Netflix : début mouvementé à Cannes pour «Okja»

302

Des sifflets, une interruption de plusieurs minutes, et finalement des applaudissements : «Okja» du Sud-Coréen Bong Joon-ho, premier film Netflix en lice pour la Palme d’or, a connu une toute 1ère projection haute en couleurs vendredi à Cannes. Si les choses sont rentrées dans l’ordre le soir, lors de la projection officielle en tenue de soirée et en présence de l’équipe du film, applaudie dès les premières images, la journée avait commencé de façon agitée pour ce film grand public. Il raconte le combat d’une jeune sud-coréenne pour ramener dans sa montagne son meilleur ami, un immense cochon génétiquement modifié que lui a repris la compagnie américaine à l’origine de la création de l’animal.

Rappelant l’univers du réalisateur japonais de films d’animation Hayao Miyazaki, ce film se double de plusieurs messages, en faveur de l’écologie et contre le capitalisme. Le matin, la projection avait très mal débuté au Grand Théâtre Lumière du Palais : le rideau n’était pas complètement levé sur l’écran pendant les 1ères minutes du film et en masquait les 3/5e, comme par exemple la tête de l’actrice principale, la Britannique Tilda Swinton.

Dans la salle pleine pour cette 1ère très attendue et controversée, des cris ont fusé pour alerter les techniciens du théâtre. «Ha ! c’est vraiment pas fait pour le cinéma», s’est exclamé un spectateur dans une allusion à la plateforme américaine aux 100 millions d’abonnés, tandis qu’un autre critiquait «une bande d’incompétents». La projection a repris à zéro après sept à huit minutes d’interruption et le film a fini sous les applaudissements. Interrogé sur cet incident en conférence de presse, Bong Joon-ho a dédramatisé : «Il y a toujours des problèmes techniques dans les festivals, alors là, je suis très heureux que vous ayez pu voir les 1ères séquences deux fois». Depuis l’annonce de la sélection d’«Okja» et de l’autre film distribué par Netflix, «The Meyerowitz Stories», réalisé par Noah Baumbach et en lice dimanche, un bras de fer oppose la plateforme américaine aux défenseurs des salles de cinéma. Le géant du streaming ne prévoit pas de sortir dans les salles françaises ces deux oeuvres, ce qui a bousculé le milieu du 7e art et scandalisé les exploitants français.

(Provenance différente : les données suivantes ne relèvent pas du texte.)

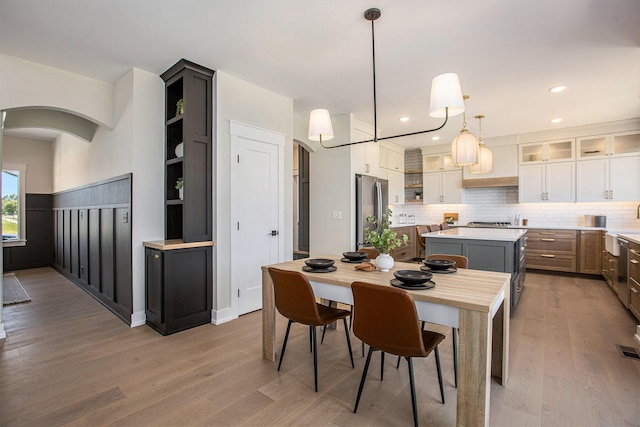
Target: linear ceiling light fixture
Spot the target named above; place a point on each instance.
(446, 101)
(485, 155)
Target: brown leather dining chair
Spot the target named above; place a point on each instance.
(385, 318)
(420, 230)
(461, 262)
(294, 299)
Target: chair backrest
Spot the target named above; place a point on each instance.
(420, 230)
(461, 261)
(386, 319)
(371, 252)
(294, 297)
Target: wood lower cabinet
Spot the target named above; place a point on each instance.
(409, 251)
(552, 250)
(590, 251)
(178, 287)
(634, 279)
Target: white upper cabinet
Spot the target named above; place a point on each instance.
(547, 151)
(547, 182)
(600, 146)
(608, 168)
(614, 179)
(438, 162)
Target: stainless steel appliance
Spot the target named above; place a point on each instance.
(372, 198)
(623, 272)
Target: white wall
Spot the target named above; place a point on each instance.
(246, 103)
(28, 84)
(134, 106)
(37, 155)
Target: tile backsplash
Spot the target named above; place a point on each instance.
(501, 204)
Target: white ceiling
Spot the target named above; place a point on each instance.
(508, 53)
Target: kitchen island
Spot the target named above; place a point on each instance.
(490, 249)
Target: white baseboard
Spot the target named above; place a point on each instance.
(138, 319)
(222, 316)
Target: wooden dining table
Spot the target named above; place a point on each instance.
(475, 301)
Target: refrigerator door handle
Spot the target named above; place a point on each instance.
(378, 201)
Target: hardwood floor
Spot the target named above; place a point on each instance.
(68, 361)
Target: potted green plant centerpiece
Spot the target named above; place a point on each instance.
(384, 239)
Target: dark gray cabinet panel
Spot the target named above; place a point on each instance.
(93, 241)
(178, 288)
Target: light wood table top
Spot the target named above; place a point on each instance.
(469, 289)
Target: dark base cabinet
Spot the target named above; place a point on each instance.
(178, 288)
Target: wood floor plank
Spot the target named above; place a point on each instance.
(67, 360)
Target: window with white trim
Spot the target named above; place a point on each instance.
(13, 204)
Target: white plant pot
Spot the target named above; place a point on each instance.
(384, 262)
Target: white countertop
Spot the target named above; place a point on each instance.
(502, 234)
(633, 237)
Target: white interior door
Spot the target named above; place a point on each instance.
(257, 212)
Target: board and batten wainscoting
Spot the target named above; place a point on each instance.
(92, 241)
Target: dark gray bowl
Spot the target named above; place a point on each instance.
(413, 277)
(319, 263)
(354, 256)
(439, 264)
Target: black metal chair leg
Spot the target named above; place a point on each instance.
(346, 333)
(364, 376)
(284, 343)
(315, 356)
(455, 355)
(413, 392)
(437, 352)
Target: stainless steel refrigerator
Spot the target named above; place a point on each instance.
(372, 198)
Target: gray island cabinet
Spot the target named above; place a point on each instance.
(490, 249)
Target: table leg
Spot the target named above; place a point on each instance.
(268, 318)
(474, 376)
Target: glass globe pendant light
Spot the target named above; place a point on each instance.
(464, 148)
(485, 155)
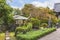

Sous la pression, les organisateurs du festival ont modifié leur règlement, imposant à partir de 2018 que tout film en compétition s’engage à sortir en salles. Mercredi, au premier jour du Festival, c’est le président du jury, l’Espagnol Pedro Almodovar lui-même, qui a relancé la polémique. Le réalisateur de 67 ans a estimé que la Palme d’or devrait sortir en salles. «Ce serait un énorme paradoxe que la Palme d’or ou un autre prix décerné à un film ne puisse pas être vu en salles», a-t-il dit. «Il (Almodovar) peut dire ce qu’il veut. Je suis heureux d’avoir mon film ici. Je suis fan de Pedro et quoi qu’il arrive en bien ou en mal, ça me plaît», a répondu vendredi Bong Joon-ho.Tilda Swinton, qui partage l’affiche avec l’Américain Jake Gyllenhaal («Prisoners»), a quant à elle été plus critique, jugeant que ces propos «ont compromis les chances» d’«Okja» de figurer dans le Palmarès, tout en reconnaissant que le président du jury avait le droit de «dire ce qu’il veut». Dans des propos reproduits vendredi par le site internet américain Indiewire, Almodovar a toutefois fait une mise au point : «Ni moi ni un membre du jury ne fera de distinctions entre deux films Netflix et les (17) autres en compétition. Nous sommes ici pour avoir un jugement artistique, je tiens à ce que ce soit clair».